Community art and co-creation in a world on fire

Contemporary totalitarianism

George Orwell died in 1950, and wrote mostly in the context of the struggle of liberal democracy against Nazism and Stalinism. He could hardly have imagined the world in which we live, and yet somehow he did, if not in its details then in many of its fundamentals. So I find myself reading him more than ever, especially his essays, in which form he has no peer but Albert Camus.

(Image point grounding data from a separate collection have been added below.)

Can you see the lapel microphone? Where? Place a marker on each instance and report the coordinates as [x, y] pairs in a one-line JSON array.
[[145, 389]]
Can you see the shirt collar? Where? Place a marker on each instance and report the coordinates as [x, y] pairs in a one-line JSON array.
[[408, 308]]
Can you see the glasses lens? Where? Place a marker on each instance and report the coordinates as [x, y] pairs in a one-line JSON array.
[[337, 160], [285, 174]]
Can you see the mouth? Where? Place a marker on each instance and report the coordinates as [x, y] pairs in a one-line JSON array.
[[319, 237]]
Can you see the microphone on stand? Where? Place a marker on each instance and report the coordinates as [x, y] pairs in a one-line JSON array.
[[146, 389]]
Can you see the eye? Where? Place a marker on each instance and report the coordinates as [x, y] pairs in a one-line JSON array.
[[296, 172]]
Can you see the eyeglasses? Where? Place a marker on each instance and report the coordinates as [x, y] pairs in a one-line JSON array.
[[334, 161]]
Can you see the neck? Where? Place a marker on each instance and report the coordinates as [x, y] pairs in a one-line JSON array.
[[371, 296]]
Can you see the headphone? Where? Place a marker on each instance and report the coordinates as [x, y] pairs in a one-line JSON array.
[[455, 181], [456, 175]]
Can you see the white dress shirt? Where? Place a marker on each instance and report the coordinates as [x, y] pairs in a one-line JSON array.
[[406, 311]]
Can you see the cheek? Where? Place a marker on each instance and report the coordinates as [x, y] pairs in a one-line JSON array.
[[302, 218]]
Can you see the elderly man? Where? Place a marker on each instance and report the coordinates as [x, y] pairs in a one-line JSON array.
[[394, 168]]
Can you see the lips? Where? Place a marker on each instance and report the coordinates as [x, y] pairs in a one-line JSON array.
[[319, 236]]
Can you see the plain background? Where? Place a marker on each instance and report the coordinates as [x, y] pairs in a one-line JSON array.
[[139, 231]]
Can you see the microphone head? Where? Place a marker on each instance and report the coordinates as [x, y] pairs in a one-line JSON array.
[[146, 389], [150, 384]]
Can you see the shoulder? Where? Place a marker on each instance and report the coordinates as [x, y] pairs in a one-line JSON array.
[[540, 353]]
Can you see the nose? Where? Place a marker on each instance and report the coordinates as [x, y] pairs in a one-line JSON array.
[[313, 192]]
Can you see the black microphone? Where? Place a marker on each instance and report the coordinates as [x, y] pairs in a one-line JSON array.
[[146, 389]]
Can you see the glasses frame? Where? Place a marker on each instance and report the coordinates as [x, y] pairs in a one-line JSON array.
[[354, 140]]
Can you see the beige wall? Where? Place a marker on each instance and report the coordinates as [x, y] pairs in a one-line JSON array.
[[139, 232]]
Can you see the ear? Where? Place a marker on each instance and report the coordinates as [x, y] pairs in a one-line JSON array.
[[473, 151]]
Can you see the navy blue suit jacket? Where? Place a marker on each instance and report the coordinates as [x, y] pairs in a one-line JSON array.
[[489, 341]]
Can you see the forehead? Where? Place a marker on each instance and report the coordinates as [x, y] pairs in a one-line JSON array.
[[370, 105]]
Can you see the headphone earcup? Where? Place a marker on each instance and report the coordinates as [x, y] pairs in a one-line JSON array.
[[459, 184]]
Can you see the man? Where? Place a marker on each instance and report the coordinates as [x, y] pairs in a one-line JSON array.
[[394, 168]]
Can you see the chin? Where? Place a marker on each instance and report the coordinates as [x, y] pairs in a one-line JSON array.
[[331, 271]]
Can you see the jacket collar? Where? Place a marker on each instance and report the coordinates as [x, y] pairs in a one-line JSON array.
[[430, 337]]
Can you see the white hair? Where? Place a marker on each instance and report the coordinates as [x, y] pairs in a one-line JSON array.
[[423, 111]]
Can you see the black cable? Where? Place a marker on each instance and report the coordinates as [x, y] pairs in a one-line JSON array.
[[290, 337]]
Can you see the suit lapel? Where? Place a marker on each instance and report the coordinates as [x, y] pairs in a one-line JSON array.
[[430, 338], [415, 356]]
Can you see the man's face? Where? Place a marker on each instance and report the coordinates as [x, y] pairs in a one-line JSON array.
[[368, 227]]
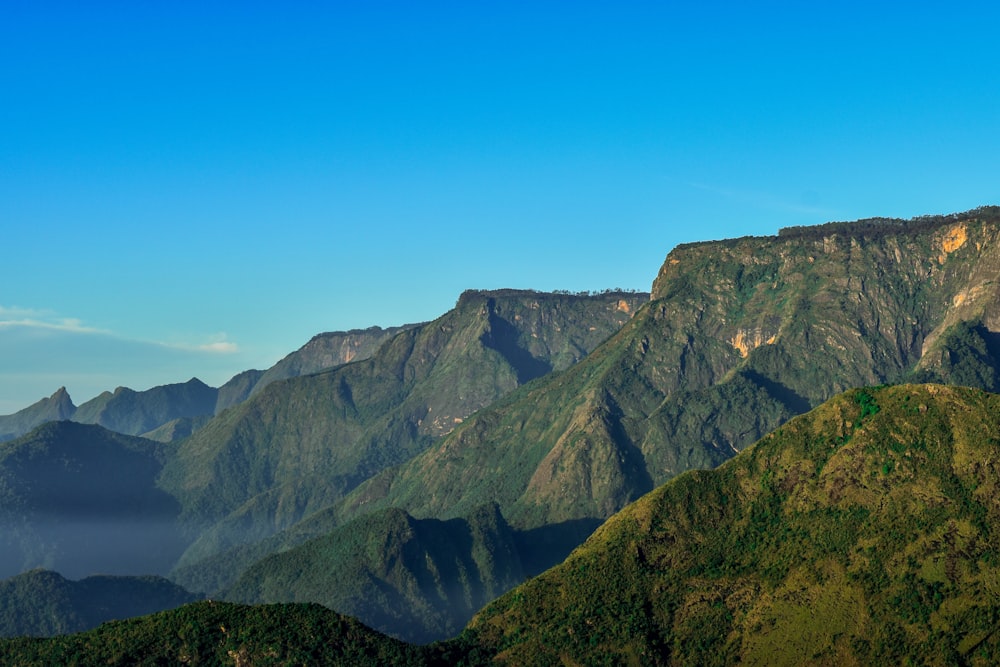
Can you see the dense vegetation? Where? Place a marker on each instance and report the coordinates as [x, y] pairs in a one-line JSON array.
[[739, 337], [864, 532], [43, 603], [300, 444], [417, 579], [217, 633]]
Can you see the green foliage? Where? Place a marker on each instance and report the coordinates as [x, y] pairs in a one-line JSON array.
[[42, 603], [791, 553], [419, 580], [300, 444], [215, 633]]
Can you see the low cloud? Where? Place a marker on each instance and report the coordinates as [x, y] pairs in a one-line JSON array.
[[43, 351], [39, 319]]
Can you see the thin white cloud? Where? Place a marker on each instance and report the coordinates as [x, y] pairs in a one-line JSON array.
[[217, 344], [221, 347], [764, 200], [28, 318], [40, 319]]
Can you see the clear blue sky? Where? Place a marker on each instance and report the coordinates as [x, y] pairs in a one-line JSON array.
[[196, 188]]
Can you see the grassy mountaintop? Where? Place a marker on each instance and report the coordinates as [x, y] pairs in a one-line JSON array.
[[417, 579], [740, 336], [42, 602], [864, 532], [301, 443], [57, 407]]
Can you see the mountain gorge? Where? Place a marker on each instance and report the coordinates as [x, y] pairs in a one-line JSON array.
[[436, 466], [739, 336], [863, 532], [301, 444]]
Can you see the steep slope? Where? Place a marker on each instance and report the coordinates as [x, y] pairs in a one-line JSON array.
[[217, 633], [302, 443], [57, 407], [864, 532], [327, 350], [740, 336], [135, 412], [237, 389], [43, 603], [81, 499], [418, 580]]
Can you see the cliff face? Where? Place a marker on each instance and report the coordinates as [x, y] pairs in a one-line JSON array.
[[739, 336], [861, 533], [301, 443]]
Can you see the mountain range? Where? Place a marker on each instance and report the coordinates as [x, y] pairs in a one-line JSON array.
[[467, 454], [863, 532]]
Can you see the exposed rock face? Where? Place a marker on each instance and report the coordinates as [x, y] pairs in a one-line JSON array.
[[57, 407], [739, 336]]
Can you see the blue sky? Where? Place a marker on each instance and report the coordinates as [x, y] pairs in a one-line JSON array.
[[196, 188]]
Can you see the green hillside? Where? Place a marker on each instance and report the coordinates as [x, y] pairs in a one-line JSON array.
[[740, 336], [860, 533], [864, 532], [80, 499], [326, 350], [42, 603], [302, 443], [417, 579], [217, 633], [135, 412]]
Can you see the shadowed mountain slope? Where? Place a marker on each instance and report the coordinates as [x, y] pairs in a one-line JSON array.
[[135, 412], [80, 499], [43, 603], [301, 443], [864, 532], [57, 407], [418, 580], [219, 633], [740, 336]]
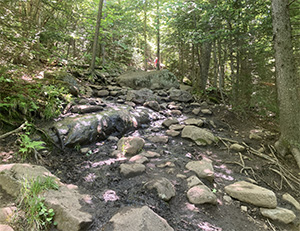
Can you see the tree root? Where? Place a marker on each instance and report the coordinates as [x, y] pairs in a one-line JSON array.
[[285, 174], [19, 129]]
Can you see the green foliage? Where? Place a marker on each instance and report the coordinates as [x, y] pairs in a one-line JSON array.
[[39, 217]]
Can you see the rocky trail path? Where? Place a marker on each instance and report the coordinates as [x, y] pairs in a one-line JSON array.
[[157, 160]]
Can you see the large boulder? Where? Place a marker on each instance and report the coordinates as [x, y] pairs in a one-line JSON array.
[[252, 194], [180, 95], [152, 80], [84, 129], [137, 219], [201, 136], [66, 201], [140, 96]]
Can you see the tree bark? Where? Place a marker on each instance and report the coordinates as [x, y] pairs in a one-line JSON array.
[[287, 81], [94, 51]]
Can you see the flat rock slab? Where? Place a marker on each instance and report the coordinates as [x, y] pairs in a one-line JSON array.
[[87, 128], [200, 136], [137, 219], [65, 201], [201, 194], [279, 214], [193, 121], [252, 194], [164, 188], [152, 80], [131, 145], [66, 204], [203, 168], [131, 170]]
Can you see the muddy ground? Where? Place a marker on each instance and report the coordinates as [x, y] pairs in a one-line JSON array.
[[95, 172]]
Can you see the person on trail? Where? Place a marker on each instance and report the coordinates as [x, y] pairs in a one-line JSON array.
[[155, 62]]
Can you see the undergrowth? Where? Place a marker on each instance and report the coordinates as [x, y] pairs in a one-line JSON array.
[[38, 215]]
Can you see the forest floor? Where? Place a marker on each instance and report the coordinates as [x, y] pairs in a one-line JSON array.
[[74, 167]]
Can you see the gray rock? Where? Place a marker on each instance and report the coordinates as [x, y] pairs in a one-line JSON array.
[[287, 197], [206, 111], [66, 204], [193, 121], [103, 93], [170, 121], [137, 219], [84, 129], [279, 214], [131, 170], [196, 111], [154, 105], [65, 201], [131, 145], [179, 95], [193, 181], [200, 136], [237, 147], [152, 80], [164, 188], [252, 194], [201, 194], [159, 139], [203, 168], [140, 96], [172, 133], [139, 159], [86, 108], [177, 127]]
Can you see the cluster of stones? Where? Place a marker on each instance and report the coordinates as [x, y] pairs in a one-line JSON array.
[[66, 201]]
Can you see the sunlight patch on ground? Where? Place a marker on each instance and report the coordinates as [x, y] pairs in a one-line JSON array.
[[205, 226], [110, 195]]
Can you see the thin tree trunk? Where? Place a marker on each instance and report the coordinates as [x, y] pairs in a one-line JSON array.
[[145, 35], [287, 81], [158, 36], [94, 51]]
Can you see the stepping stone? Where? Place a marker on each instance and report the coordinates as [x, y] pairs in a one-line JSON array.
[[237, 147], [168, 122], [287, 197], [176, 127], [164, 188], [172, 133], [137, 219], [203, 168], [193, 181], [131, 170], [201, 194], [252, 194], [139, 159], [206, 111], [192, 121], [159, 139], [279, 214], [131, 145], [200, 136]]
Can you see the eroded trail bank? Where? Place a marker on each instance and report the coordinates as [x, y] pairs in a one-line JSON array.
[[158, 160]]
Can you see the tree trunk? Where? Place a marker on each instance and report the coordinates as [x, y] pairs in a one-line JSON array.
[[287, 81], [158, 36], [145, 35], [94, 51]]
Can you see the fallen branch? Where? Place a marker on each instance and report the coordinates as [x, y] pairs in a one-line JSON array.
[[19, 129]]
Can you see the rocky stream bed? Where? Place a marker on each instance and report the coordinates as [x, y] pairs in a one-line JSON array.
[[155, 159]]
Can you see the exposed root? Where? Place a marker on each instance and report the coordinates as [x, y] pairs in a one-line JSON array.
[[19, 129]]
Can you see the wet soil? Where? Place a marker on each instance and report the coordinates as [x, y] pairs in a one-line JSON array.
[[97, 171]]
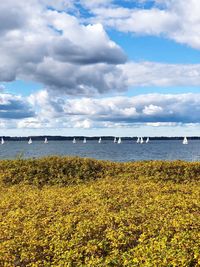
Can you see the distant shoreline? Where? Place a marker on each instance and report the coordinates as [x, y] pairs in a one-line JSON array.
[[69, 138]]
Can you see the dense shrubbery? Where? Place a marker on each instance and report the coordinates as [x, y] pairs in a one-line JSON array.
[[69, 170], [126, 214]]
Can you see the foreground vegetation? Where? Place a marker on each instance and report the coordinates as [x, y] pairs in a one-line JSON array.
[[81, 212]]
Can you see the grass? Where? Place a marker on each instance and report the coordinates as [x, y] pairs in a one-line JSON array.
[[62, 211]]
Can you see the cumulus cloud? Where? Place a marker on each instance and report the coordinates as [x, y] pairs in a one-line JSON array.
[[159, 74], [14, 107], [175, 19], [57, 49], [54, 48], [151, 109]]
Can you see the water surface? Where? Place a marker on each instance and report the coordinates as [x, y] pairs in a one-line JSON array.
[[107, 150]]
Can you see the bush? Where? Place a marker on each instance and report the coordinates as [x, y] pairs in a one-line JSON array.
[[104, 214]]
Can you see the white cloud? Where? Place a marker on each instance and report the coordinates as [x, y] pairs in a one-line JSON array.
[[175, 19], [53, 48], [151, 109]]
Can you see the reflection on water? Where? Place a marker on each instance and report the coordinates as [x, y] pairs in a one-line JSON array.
[[107, 150]]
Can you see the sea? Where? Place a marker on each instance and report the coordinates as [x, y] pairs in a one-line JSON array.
[[107, 150]]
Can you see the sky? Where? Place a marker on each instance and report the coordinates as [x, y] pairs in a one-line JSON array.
[[96, 67]]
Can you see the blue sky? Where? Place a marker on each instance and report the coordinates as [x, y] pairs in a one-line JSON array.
[[100, 67]]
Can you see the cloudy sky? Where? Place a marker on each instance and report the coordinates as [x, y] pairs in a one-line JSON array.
[[100, 67]]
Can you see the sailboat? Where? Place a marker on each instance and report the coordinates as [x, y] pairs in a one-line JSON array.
[[185, 141], [119, 140], [2, 141]]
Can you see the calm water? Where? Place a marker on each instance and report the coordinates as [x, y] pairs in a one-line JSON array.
[[107, 150]]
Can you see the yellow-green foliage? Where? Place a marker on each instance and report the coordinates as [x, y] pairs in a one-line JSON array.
[[134, 214]]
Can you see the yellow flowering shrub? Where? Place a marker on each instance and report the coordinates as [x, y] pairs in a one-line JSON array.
[[94, 213]]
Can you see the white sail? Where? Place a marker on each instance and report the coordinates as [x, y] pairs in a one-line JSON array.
[[185, 141], [119, 140]]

In 1945, Orwell published ‘The Prevention of Literature’, arguing that prose writing – fiction, history, criticism etc. – cannot exist in a totalitarian society. Although much of his focus is on the suppression of dissident thought in the USSR, and among Communist sympathisers elsewhere, he is equally perceptive about the destruction of thought and liberty by over-powerful capitalist industries. His analysis now seems pertinent to this age of populist authoritarianism:

The organised lying practised by totalitarian states is not, as is sometimes claimed, a temporary expedient of the same nature as military deception. It is something integral to totalitarianism, something that would still continue even if concentration camps and secret police forces had ceased to be necessary.

‘Organised lying’ is a precise term for what dominates the media and the Internet today.

From the totalitarian point of view history is something to be created rather than learned. A totalitarian state is in effect a theocracy, and its ruling caste, in order to keep its position, has to be thought of as infallible. But since, in practice, no one is infallible, it is frequently necessary to rearrange past events in order to show that this or that mistake was not made, or that this or that imaginary triumph actually happened.

Again, an uncannily accurate description of how over-powerful leaders require a devotion that can only be compared to religious faith, even when they contradict themselves and rewrite the past, or indeed the present. At such time belief itself is an excellent way of demonstrating subservient devotion and the negation of independent thought.

Totalitarianism demands, in fact, the continuous alteration of the past, and in the long run probably demands a disbelief in the very existence of objective truth.

There is nothing new in alternative facts and a post-truth society.

Orwell even seems to have imagined the possibility of AI, while seeing its precursors in the industrial production of culture in his own time:

It would probably not be beyond human ingenuity to write books by machinery. But a sort of mechanising process can already be seen at work in the film and radio, in publicity and propaganda, and in the lower reaches of journalism.

He argues that work produced by these means would be – would have to be – rubbish, because anything else would endanger the state. Today, it is necessary to understand the state to mean the nexus of politics, technology and finance that protects its hegemony through control of the media and the internet, backed by the violence of the military-industrial complex President Eisenhower named in 1961.

Because his essay concerns the situation of writers, George Orwell applies his conclusion to them, but everyone has a mind, and the danger of losing it is universal:

[A]ny writer who adopts the totalitarian outlook, who finds excuses for persecution and the falsification of reality, thereby destroys himself as a writer. There is no way out of this. […] a bought mind is a spoiled mind.

  • ‘The Prevention of Literature’ in George Orwell, 2016, The Collected Non-Fiction: Essays, Articles, Diaries and Letters, 1903-1950, Penguin.